Figure 6 GLCM for Homogeneity, Mean, Dissimilarity and Entropy: (A) Homogeneity; (B) Mean; (C) Dissimilarity; (D) Entropy.

2.4.3. Edge features

In image processing, the edge of the image is the region where the most obvious gray value changes could be seen. Image edge detection can reduce the amount of data significantly and retain important structural attributes in the image (Zhao and Du, 2016). Here we use Sobel to detect the image edge. The transverse and longitudinal Sobel convolution factors are shown in formula(5) and formula(6), respectively, and the experimental results are shown in Figure 7:

\begin{array}{l} {sobel}_{x} = [\begin{matrix} - 1 & 0 & 1 \\ - 2 & 0 & 2 \\ - 1 & 0 & 1 \end{matrix}] & (5) \end{array}

\begin{array}{l} {sobel}_{y} = [\begin{matrix} - 1 & 2 & - 1 \\ 0 & 0 & 0 \\ 1 & 2 & 1 \end{matrix}] & (6) \end{array}

FIGURE 7

Figure 7 Edge detecting based on Sobel.

2.5 The improved U-Net with dual-way branch

The structure of improved network is shown in Figure 8. The network input is composed of two input terminals. The upper end is the hyperspectral image data after PCA dimensionality reduction, and the other end is the manually extracted NDVI, GLCM and the data image of edge features obtained by Sobel through concat operation, all sized by 512 × 512 × 6. The backbone network is U-Net, which has 4 times up-sampling and 4 times down-sampling. For the multi-source data input, the model uses a feature extraction module combining residual structure and depthwise separable convolution in the down-sampling process.
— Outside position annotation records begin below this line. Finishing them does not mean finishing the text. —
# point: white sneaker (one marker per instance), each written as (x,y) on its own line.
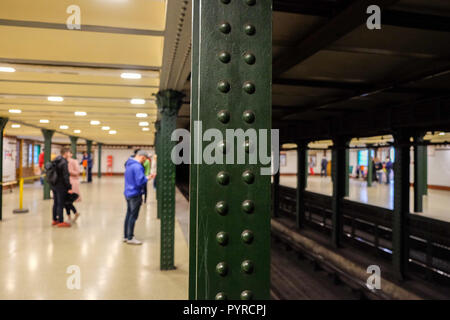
(134,241)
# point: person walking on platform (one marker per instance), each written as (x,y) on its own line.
(74,172)
(135,180)
(60,186)
(147,173)
(87,160)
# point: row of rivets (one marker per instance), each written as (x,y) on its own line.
(223,177)
(224,116)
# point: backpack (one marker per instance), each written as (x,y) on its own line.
(51,173)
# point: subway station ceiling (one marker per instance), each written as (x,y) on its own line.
(83,67)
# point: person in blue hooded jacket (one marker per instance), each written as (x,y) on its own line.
(135,181)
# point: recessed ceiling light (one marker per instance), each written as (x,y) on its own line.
(137,101)
(7,69)
(55,99)
(129,75)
After each down-sampling, the concat operation is used for feature fusion first. Then the spectral spatial semantic features and texture detail semantic features, which are extracted from multi-source data by hierarchical fusion of shared decoder, are used to improve the inter class difference and intra class consistency, and help the model to maintain the fine granularity between the edges of vegetation categories during the scale restoration of feature map. In the up-sampling phase, restore the feature map through 2×2 up-sampling, then carry on concat feature fusion of shallow features and deep features by skip connection. Among them, deep features of the up-sampling part are extracted by the feature extraction module. Finally, the soft classifier is used to judge the category of pixels.

FIGURE 8

Figure 8 The dual-way input model based on improved U-Net.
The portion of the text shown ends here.